From Chapter 2 of the essay All Shine: How Stewardship Built a Vision
Transformational leaders have made a significant impact on our world from the beginning of time. In all domains of knowledge, social policy and morality, these leaders have inspired others towards greatness, building cities and nations, ending slavery and other forms of injustice, and boldly expanding knowledge of humanity, even at the expense of death or ridicule.
But, to put it bluntly, transformational leadership can be dangerous.
Franklin Delano Roosevelt presided over the United States during the Great Depression and most of America’s involvement in World War II, and is almost universally credited with saving the economic system of the United States and inspiring a nation to collectively roll up its sleeves and work together to defeat fascism abroad. FDR was without a doubt, a profoundly transformational leader, and he is frequently pointed to as an example of this style par excellence by leadership scholars.

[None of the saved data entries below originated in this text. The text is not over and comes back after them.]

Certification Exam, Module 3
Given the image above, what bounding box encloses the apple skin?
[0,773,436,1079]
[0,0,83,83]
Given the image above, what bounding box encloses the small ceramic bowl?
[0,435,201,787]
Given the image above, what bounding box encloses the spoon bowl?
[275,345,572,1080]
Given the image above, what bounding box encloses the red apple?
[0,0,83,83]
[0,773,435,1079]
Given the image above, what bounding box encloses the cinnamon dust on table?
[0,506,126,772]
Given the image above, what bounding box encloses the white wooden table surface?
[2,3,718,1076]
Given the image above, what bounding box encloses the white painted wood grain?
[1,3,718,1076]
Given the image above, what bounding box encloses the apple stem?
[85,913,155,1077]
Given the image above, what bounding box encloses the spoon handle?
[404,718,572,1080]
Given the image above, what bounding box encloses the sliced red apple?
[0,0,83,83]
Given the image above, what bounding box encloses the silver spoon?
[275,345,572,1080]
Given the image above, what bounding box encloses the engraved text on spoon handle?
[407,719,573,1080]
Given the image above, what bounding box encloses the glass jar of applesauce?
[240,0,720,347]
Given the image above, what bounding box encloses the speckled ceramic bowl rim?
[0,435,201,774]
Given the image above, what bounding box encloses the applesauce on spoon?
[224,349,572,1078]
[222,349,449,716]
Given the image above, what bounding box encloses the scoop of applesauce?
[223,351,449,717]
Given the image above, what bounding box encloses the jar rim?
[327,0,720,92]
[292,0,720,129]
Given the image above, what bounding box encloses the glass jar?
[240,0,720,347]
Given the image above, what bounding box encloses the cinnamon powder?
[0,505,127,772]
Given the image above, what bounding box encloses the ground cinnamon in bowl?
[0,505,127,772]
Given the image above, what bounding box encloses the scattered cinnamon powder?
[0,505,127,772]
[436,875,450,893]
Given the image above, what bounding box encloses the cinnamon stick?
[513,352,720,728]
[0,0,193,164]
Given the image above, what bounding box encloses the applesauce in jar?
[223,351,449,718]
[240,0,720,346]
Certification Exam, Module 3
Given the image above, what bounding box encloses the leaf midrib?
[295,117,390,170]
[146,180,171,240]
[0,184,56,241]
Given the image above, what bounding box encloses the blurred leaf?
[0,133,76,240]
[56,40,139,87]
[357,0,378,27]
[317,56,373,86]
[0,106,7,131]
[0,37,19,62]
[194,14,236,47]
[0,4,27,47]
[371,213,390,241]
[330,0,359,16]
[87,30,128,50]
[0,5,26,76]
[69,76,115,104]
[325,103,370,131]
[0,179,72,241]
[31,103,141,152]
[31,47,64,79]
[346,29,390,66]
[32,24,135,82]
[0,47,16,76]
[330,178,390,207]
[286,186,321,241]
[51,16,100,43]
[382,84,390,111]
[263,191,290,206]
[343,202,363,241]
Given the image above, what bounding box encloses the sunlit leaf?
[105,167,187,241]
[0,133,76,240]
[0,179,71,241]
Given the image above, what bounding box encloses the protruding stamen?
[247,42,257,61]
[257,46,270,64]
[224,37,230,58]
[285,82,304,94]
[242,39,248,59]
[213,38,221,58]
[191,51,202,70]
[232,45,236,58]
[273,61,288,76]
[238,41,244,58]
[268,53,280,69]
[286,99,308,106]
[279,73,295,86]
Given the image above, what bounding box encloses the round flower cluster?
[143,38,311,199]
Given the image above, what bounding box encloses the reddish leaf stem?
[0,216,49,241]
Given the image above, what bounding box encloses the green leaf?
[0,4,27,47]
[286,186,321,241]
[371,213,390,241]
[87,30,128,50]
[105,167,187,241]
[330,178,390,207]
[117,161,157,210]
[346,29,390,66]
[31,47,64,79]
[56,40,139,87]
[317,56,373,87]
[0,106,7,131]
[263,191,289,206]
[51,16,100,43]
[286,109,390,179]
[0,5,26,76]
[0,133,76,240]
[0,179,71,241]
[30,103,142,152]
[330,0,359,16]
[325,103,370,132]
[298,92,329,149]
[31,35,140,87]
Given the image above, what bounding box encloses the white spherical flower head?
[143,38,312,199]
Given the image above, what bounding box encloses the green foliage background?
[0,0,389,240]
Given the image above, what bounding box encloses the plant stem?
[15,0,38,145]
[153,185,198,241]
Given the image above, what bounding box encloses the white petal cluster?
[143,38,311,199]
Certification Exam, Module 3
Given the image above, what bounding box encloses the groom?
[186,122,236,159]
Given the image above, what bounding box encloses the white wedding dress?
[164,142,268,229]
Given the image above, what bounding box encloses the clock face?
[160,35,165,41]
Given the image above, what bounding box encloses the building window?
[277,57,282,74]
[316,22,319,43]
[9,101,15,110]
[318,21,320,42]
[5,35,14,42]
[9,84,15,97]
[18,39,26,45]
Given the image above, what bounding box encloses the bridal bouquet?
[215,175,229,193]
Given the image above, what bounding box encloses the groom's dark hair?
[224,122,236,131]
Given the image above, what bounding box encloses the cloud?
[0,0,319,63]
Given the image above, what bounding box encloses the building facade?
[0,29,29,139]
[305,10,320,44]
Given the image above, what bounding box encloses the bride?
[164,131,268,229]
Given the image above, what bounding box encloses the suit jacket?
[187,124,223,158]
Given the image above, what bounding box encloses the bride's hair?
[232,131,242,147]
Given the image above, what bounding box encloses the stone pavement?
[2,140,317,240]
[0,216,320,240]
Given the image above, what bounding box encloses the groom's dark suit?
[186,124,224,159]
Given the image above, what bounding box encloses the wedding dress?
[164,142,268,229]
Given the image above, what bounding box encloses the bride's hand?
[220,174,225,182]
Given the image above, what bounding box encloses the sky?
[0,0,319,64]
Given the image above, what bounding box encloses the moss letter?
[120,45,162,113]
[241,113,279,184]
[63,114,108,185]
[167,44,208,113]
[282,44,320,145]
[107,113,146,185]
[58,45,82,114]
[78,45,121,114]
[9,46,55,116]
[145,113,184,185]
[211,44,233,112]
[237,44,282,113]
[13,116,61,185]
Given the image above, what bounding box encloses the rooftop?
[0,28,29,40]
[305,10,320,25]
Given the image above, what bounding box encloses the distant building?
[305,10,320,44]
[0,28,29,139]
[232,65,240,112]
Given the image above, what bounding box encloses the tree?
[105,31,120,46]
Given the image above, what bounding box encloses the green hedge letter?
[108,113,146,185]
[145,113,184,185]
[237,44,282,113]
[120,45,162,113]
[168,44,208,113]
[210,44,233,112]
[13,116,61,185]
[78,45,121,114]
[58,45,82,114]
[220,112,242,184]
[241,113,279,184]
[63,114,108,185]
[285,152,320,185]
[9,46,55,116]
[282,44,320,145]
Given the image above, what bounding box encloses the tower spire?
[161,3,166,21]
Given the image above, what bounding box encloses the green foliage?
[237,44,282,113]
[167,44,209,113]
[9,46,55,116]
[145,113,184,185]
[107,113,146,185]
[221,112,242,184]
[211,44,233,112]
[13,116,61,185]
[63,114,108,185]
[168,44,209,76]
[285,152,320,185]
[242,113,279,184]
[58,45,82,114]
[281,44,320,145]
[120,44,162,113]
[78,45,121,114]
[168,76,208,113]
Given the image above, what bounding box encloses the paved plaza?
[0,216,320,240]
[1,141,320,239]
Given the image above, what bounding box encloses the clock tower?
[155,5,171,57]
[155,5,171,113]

But, so was Adolf Hitler, the Chancellor of Germany and the chief architect of the most devastating war and large-scale murder in the history of the world. Like Roosevelt, Hitler provided intellectual stimulation, mentored his closest followers (consideration), provided inspirational motivation to the masses, and became the model of the very ideals he promoted in his speeches and policies.
In my understanding, the dark side of transformational leadership can be mitigated by promoting awareness of the dangers of authoritarianism and the need for leaders to encourage others to lead. Ultimately, the best transformational leaders work to build transformational leadership in their followers and leave behind a legacy that outlasts themselves. In other words, to be genuinely transformational and positive, leaders should steadily work to make their own selves obsolete.
Admittedly, this is extremely hard to do, which is why transformational leadership so often devolves into the dark side of charismatic leadership.